I want to cover eight critical estate planning mistakes that can cause serious problems for those you leave behind. These estate planning mistakes can be easily avoided.
1. No Plan at All: Perhaps the worst mistake you can make is to have no plan at all. It is estimated that between 50% and 70% of Americans do not have a will. You are the only one who can protect yourself, your loved ones, and your hard-earned assets. Connecticut wills will determine who inherits your assets when you do not have a Will. You can refer back to the February 2009 issue of STRUCTURES to see what Will looks like. Also remember to review and update your real estate plan regularly.
2. No Plantation Tax Planning: With proper planning, couples can protect up to $4 million from Connecticut State property taxes and $7 million from Federal property taxes. The basic level of planning to achieve this is called a “Credit Shelter Trust”. On larger estates, irrevocable life insurance trusts, eligible personal residence trusts, charitable trusts, and family limited partnerships can be used to protect assets from land taxes. Without such planning, unexpected and surprising property taxes could be due.
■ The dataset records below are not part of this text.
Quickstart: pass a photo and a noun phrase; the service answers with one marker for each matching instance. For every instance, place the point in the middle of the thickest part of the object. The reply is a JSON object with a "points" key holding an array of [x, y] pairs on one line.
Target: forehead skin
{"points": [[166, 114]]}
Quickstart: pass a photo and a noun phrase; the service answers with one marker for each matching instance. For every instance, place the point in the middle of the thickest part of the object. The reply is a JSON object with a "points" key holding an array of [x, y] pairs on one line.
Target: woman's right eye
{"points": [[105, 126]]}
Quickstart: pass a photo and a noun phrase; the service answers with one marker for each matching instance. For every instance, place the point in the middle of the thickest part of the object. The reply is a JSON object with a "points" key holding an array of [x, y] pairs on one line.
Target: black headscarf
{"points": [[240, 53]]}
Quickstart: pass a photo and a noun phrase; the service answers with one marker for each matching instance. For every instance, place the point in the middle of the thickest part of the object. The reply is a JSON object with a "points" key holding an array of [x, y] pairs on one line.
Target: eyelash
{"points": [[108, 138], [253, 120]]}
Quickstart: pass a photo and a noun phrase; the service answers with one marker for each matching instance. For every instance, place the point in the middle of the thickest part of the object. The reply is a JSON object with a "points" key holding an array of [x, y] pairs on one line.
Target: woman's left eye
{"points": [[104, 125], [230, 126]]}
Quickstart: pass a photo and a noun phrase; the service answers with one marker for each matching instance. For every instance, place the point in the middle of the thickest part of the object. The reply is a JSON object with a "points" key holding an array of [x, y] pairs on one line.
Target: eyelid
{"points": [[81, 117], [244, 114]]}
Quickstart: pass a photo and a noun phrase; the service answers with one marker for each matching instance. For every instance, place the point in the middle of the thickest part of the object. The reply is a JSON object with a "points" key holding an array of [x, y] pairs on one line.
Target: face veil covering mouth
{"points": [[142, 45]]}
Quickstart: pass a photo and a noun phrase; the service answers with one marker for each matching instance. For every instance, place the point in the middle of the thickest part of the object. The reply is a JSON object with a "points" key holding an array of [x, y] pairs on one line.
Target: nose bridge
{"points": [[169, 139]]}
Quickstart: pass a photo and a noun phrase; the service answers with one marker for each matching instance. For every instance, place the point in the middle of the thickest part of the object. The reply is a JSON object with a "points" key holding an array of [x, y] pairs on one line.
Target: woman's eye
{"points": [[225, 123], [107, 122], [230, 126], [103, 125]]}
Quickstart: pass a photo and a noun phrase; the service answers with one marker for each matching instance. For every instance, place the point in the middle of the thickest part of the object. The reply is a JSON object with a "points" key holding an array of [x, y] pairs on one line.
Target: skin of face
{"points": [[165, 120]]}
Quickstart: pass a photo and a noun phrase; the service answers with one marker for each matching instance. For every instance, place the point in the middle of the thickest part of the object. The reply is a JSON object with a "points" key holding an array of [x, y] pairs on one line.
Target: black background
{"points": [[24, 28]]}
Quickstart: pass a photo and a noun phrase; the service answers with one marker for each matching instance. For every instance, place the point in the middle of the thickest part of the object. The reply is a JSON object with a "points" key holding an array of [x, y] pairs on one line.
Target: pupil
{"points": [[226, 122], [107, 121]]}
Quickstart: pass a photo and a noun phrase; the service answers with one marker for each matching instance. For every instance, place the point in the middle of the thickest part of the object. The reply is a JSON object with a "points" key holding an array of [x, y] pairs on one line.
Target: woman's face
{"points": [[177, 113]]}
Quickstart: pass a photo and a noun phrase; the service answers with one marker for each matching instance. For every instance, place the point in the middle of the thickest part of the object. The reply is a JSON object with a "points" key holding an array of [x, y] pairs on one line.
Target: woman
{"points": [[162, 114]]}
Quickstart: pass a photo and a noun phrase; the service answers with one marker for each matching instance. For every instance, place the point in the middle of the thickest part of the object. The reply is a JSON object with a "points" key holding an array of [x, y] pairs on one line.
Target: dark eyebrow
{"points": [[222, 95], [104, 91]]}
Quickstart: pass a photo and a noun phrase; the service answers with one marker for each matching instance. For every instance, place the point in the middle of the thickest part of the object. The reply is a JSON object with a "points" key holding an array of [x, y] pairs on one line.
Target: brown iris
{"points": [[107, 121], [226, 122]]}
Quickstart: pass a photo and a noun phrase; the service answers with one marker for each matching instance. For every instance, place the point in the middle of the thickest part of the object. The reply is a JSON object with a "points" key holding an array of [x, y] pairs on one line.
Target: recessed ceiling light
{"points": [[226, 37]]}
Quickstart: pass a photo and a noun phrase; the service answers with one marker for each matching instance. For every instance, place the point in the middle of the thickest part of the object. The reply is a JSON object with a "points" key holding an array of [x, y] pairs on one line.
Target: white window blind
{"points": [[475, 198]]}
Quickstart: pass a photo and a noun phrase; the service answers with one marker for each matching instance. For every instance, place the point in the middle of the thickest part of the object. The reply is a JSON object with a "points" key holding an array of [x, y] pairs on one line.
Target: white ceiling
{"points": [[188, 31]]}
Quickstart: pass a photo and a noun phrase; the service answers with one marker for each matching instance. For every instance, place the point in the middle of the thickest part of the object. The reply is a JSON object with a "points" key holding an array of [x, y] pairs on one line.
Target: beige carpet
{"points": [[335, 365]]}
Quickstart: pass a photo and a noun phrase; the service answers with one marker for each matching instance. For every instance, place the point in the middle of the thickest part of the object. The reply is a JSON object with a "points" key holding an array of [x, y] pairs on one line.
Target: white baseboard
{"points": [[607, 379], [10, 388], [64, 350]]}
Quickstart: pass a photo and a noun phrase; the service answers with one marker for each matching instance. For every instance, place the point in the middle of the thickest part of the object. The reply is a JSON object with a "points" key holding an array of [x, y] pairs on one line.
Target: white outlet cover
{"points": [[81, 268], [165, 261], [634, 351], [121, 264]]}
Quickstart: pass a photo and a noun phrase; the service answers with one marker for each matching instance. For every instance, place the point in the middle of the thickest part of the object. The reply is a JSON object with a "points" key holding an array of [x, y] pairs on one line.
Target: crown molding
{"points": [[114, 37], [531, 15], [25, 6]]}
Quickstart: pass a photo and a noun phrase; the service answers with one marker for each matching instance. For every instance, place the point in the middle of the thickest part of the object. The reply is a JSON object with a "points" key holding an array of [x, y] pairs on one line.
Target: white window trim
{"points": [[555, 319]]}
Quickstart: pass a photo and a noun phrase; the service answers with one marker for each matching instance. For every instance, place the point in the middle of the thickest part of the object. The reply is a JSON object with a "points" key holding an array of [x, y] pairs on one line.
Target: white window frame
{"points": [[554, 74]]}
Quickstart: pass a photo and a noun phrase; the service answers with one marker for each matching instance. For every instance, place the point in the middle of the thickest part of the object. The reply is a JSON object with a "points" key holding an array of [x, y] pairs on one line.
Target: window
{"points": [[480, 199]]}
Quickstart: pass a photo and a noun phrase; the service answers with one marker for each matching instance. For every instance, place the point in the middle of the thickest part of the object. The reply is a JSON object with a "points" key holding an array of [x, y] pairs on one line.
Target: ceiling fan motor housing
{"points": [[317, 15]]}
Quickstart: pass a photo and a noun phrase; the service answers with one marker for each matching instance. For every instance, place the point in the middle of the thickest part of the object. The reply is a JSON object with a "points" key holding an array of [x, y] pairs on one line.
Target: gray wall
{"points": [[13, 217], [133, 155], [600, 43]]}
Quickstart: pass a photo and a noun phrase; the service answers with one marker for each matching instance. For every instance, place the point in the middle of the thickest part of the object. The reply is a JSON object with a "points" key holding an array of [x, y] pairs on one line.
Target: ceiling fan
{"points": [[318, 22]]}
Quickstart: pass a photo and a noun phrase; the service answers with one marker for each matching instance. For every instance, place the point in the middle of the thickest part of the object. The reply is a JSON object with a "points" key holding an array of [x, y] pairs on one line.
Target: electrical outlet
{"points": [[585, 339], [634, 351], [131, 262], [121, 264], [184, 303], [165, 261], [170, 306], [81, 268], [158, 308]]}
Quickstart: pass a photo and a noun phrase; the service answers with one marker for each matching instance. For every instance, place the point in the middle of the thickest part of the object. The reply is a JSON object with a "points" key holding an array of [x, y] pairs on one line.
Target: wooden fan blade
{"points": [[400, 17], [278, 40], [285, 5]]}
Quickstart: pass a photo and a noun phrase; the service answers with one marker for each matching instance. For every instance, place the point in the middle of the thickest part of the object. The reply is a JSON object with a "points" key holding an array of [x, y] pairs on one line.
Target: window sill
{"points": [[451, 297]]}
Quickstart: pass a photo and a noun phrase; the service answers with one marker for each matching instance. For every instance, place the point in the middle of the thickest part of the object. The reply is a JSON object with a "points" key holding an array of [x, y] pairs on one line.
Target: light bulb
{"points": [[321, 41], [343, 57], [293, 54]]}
3. No Disability Planning: There is more to inheritance planning than distributing assets after death. A comprehensive estate plan starts with planning for your own disability. You should appoint a health care representative to make health care decisions for you if you cannot. You must have the Will of Life to prevent unnecessary or unwanted life support. Either a durable power of attorney or a living trust must be in place to handle your affairs if you are unable to.
4. No Guardian for Minors Named: Parents devote a lot of time to providing for their children’s needs. However, these same parents often fail to appoint guardians for their minor children if both parents are dead. Who should be the guardian to raise your young children? What specific instructions would you give them? You must legally designate trustees in your will. Most importantly, a standby guardian is an absolute must. Many people rely on the appointment of a guardian in their will. But, it will be completely ineffective if the parent is disabled or cannot be found immediately.
5. No Planning for Life Insurance: Life insurance is a useful financial tool for many Americans to help support a surviving spouse and small children or to pay land taxes. One of the biggest tax myths is that life insurance is tax free. Although the death benefit is income tax-free for your beneficiary, the entire value of the death benefit is calculated for property tax purposes. You can structure life insurance to avoid property taxes and still meet your goals through a well-structured “Irversible Life Insurance Trust”. Otherwise, you could inadvertently make the IRS the beneficiary of nearly half of your life insurance.
6. No Planning For “Out-of-State” Real Estate: If you own real estate outside your home state, probate proceedings may have to be opened in that other state to transfer rights to “out-of-state” real estate that. This can be avoided if you make a suitable legal plan beforehand. The probate process is much more burdensome in some states than in others.
7. No Tax Planning for Eligible Retirement Plans: Most wealth in America today is in eligible retirement plans. Without careful coordination, more than half of your retirement assets could go to the IRS instead of your loved ones. The tax effect on these assets can be reduced substantially with proper planning.
8. No Lifetime Gift Packages: A great planning opportunity is the annual gift exclusion. You can give up to $13,000 annually to as many individuals as you want with no gift tax to be paid. This removes the value of the gifted asset from your inheritance and eliminates any future appreciation of the gifted asset. But, be careful because lifetime gifts can be subject to capital gains tax at a later date.